Au printemps 2000, Richard Mille se rend au salon Baselworld avec son premier prototype, baptisé sobrement RM 001. Même sans stand, il profite de ses nombreux contacts dans le monde de l’horlogerie pour présenter sa création à des détaillants influents. Et ceux-ci ouvrent de grands yeux à la vue de ce garde-temps révolutionnaire. Alors que les marques grand luxe de l’époque ne misaient que sur les métaux précieux, comme l’or ou le platine, Richard Mille leur proposait un montre dotée d’un boîter en titane, un matériau généralement utilisé dans les domaines de l’aéronautique, de l’aérospatiale, dans l’industrie militaire ou le secteur biomédical. Malgré ce pari fou, et un prix fixé à 170 000 euros, l’horloger récolte 200 promesses d’achats. Les acheteurs comprennent vite qu’il s’agit d’une montre unique, et que son coût n’est pas si exorbitant au regard de la qualité de l’ouvrage, qui a demandé des milliers d’heures de dur labeur.
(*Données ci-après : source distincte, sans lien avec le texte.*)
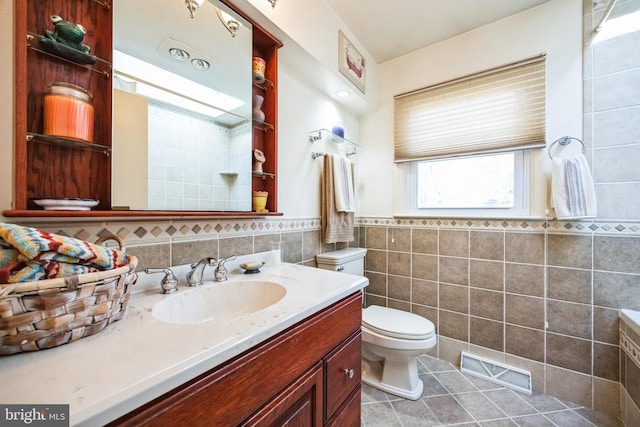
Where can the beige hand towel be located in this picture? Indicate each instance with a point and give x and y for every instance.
(335, 226)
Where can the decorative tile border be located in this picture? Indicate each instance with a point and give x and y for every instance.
(157, 231)
(530, 225)
(631, 348)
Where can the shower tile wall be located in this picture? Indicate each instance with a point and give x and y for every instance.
(612, 112)
(543, 300)
(185, 162)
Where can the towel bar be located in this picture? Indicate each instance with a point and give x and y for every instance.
(315, 155)
(565, 140)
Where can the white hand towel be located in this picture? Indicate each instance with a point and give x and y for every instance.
(343, 184)
(572, 189)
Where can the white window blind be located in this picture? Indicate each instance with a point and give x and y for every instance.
(496, 110)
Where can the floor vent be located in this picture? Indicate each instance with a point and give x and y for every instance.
(499, 373)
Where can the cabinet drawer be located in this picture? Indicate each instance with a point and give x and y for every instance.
(342, 373)
(349, 416)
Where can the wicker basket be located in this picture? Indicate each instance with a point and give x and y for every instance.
(48, 313)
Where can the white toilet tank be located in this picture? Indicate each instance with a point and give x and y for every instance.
(347, 260)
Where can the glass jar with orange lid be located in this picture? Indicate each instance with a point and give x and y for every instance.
(68, 112)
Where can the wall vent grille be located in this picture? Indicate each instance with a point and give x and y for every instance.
(499, 373)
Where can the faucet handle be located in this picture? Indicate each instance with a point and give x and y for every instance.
(220, 274)
(169, 283)
(223, 260)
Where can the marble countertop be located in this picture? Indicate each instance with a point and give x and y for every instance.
(139, 358)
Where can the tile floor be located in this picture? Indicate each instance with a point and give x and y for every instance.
(451, 398)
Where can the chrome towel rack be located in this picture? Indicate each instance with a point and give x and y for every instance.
(315, 155)
(564, 141)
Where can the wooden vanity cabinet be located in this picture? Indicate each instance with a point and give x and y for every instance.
(301, 376)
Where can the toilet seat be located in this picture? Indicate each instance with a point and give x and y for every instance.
(397, 323)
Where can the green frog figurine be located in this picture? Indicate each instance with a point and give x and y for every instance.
(66, 41)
C’est le début du succès, ce qui le pousse à créer sa marque éponyme en 2001.

Des montres mises à rude épreuve

Passionné par la technique depuis sa plus tendre enfance, Richard Mille n’est jamais à court d’idées quand il s’agit de repousser les limites de l’horlogerie. La liste des matériaux utilisés pour ses garde-temps est interminable : le silicium, les nanofibres de carbone, la céramique, ainsi qu’une foule d’alliages plus perfectionnés les uns que les autres, comme l’ALUSIC, généralement utilisé pour la confection des satellites de communication.
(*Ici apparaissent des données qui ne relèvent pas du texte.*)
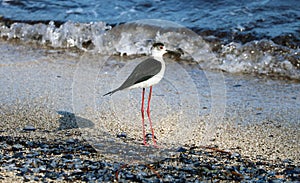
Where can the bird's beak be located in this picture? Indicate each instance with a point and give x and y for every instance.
(175, 54)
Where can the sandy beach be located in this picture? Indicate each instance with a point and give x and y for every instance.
(49, 93)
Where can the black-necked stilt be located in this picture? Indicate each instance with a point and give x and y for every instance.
(146, 74)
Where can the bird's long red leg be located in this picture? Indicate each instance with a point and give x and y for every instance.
(148, 113)
(143, 118)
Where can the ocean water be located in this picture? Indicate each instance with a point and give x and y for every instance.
(256, 37)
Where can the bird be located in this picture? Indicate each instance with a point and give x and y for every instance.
(146, 74)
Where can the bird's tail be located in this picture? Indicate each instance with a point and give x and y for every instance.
(111, 92)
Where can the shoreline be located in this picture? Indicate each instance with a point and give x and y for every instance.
(44, 90)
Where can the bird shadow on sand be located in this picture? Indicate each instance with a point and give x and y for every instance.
(69, 120)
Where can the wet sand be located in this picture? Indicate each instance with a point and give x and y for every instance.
(59, 90)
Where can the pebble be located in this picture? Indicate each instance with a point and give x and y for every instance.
(29, 128)
(72, 160)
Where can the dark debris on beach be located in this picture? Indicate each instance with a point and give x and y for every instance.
(75, 160)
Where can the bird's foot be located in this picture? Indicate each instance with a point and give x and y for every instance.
(145, 143)
(156, 146)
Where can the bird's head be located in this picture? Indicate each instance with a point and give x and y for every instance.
(158, 50)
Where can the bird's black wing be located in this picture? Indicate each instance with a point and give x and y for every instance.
(142, 72)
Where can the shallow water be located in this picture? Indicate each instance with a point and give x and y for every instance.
(189, 106)
(260, 37)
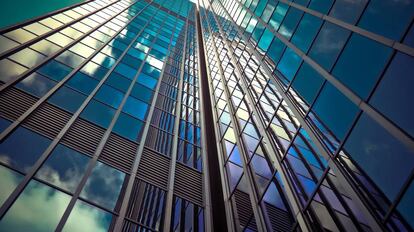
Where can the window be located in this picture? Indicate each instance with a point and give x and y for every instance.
(381, 156)
(361, 64)
(64, 168)
(135, 108)
(388, 17)
(348, 11)
(307, 83)
(335, 110)
(36, 84)
(98, 113)
(92, 218)
(22, 149)
(38, 208)
(328, 44)
(82, 83)
(67, 99)
(109, 95)
(103, 185)
(55, 70)
(394, 95)
(9, 180)
(128, 127)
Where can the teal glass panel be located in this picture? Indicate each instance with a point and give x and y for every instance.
(389, 18)
(22, 148)
(348, 11)
(9, 180)
(289, 64)
(92, 218)
(103, 185)
(361, 64)
(109, 95)
(98, 113)
(37, 209)
(306, 32)
(68, 99)
(55, 70)
(328, 45)
(380, 155)
(128, 127)
(394, 95)
(265, 40)
(82, 82)
(64, 168)
(135, 108)
(335, 110)
(36, 84)
(307, 82)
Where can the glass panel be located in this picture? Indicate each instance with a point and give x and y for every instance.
(361, 64)
(8, 181)
(64, 168)
(335, 110)
(394, 95)
(85, 217)
(22, 149)
(36, 84)
(380, 155)
(37, 209)
(103, 185)
(98, 113)
(67, 99)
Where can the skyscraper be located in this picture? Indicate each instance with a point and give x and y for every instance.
(230, 115)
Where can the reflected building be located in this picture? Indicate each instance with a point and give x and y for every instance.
(223, 115)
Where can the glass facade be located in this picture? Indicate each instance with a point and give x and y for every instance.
(107, 107)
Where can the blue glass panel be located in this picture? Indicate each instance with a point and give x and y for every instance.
(389, 18)
(67, 99)
(64, 168)
(348, 11)
(307, 82)
(276, 50)
(118, 81)
(98, 113)
(265, 41)
(126, 71)
(109, 95)
(135, 108)
(394, 95)
(22, 149)
(55, 70)
(306, 32)
(361, 63)
(290, 22)
(37, 209)
(289, 64)
(92, 218)
(36, 84)
(128, 127)
(94, 70)
(381, 156)
(103, 186)
(328, 44)
(142, 93)
(405, 207)
(147, 81)
(335, 110)
(83, 83)
(9, 180)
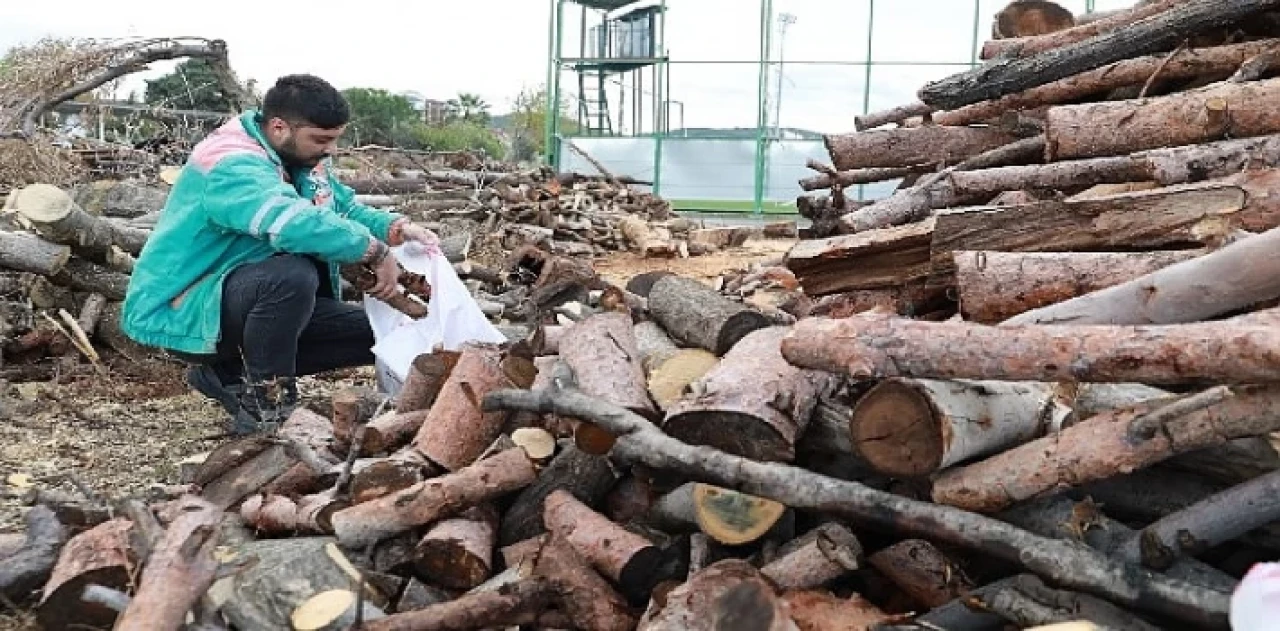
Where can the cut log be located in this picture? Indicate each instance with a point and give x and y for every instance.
(457, 553)
(912, 146)
(1069, 565)
(1185, 292)
(59, 219)
(585, 476)
(996, 286)
(699, 316)
(178, 572)
(876, 346)
(626, 558)
(433, 499)
(1102, 447)
(753, 403)
(1008, 76)
(584, 594)
(603, 356)
(26, 252)
(922, 571)
(1029, 18)
(27, 567)
(455, 431)
(874, 259)
(816, 558)
(426, 376)
(1109, 128)
(909, 428)
(100, 556)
La prouesse de la marque est d’avoir su adapter ces matériaux de pointe à l’échelle beaucoup plus petite de l’horlogerie. Ce travail lui a permis de produire des garde-temps ultra-légers, précis, d’une solidité à toute épreuve, et testés en conditions réelles. Le meilleur exemple de ce savoir-faire est probablement la montre RM 27-02. Arborée par Rafael Nadal lors de la dernière édition de Roland-Garros, elle a été conçue pour pouvoir être portée sur le terrain par le roi de la terre battue. Pour pouvoir résister à la violence de ses coups de raquette, Richard Mille a fait en sorte qu’elle puisse encaisser des accélérations allant jusqu’à 5 000 g. Mais pour ne pas que la montre le gêne pour jouer, il a réussi à la rendre ultra-légère : son mouvement ne pèse que 3, 35 g environ, pour un poids total de 25 g.
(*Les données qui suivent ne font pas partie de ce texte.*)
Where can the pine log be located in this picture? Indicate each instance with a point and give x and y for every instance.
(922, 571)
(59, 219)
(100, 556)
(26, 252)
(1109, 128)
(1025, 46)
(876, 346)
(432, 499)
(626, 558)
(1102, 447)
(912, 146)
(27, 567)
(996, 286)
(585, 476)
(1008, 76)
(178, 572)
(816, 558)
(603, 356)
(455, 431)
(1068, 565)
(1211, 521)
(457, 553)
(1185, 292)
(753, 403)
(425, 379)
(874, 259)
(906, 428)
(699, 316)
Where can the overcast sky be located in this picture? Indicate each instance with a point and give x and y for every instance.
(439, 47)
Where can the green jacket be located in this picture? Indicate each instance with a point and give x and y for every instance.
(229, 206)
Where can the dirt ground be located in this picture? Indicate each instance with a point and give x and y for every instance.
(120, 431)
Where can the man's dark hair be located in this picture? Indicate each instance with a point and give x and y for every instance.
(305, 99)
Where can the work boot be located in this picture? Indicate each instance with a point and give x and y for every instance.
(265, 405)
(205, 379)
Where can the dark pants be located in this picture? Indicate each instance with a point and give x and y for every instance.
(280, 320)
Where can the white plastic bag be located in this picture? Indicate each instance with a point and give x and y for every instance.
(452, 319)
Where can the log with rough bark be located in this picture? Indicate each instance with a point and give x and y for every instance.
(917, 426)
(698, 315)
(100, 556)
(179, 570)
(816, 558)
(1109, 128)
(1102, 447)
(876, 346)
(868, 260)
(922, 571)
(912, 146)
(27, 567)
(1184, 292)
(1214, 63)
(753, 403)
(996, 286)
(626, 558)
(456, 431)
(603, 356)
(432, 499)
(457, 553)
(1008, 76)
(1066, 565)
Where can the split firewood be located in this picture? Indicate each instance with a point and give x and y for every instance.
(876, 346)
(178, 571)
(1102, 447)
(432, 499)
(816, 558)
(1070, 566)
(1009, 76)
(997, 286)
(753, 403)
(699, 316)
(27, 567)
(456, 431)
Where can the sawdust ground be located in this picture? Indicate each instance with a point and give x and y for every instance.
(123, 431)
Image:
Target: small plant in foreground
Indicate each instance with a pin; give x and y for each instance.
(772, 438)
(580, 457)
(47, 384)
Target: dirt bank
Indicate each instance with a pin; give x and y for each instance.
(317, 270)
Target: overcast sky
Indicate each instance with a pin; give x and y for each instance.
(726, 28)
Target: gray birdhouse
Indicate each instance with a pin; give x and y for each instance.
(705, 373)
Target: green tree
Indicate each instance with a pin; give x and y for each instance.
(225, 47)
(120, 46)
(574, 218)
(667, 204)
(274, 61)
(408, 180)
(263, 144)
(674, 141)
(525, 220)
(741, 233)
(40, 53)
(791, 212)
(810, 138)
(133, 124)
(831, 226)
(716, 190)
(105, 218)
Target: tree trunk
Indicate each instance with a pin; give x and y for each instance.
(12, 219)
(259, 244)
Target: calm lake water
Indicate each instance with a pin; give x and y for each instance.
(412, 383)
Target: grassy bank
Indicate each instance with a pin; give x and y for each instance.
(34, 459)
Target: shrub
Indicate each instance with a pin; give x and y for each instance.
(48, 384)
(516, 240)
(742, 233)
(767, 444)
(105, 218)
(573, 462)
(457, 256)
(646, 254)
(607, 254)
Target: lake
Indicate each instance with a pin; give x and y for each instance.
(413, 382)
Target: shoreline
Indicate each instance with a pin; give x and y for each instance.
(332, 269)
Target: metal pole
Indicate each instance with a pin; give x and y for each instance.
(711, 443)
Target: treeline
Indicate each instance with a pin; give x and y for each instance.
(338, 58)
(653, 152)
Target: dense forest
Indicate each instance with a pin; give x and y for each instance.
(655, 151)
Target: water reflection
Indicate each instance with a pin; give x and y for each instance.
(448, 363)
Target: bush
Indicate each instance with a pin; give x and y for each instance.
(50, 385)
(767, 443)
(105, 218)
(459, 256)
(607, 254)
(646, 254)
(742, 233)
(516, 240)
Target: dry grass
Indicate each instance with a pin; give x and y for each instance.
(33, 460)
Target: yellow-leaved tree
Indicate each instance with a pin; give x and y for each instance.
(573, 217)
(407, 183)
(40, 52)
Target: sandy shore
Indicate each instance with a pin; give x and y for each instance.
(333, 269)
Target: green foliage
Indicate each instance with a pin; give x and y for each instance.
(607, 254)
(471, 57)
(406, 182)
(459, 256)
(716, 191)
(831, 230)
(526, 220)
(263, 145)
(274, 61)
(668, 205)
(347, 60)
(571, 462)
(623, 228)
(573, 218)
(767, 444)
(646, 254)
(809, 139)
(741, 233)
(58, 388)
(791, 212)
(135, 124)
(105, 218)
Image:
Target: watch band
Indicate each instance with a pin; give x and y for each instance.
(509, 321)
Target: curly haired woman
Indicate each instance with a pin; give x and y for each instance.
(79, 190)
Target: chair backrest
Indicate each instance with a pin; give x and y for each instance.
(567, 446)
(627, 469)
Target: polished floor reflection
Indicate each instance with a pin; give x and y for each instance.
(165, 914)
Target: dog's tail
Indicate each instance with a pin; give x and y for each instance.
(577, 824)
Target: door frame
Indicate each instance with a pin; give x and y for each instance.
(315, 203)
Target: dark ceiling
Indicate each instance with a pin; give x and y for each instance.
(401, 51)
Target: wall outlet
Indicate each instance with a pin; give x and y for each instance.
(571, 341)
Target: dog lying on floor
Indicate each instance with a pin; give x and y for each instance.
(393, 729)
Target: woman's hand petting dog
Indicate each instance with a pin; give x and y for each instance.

Qu’on aime ou pas le style des montres Richard Mille, on ne peut que s’incliner devant le positionnement de la marque, qui a totalement chamboulé les codes de l’horlogerie de luxe. Depuis sa création, Richard Mille a inspiré la concurrence qui n’hésite plus à proposer des garde-temps n’arborant ni or ni platine à plusieurs dizaines de milliers d’euros.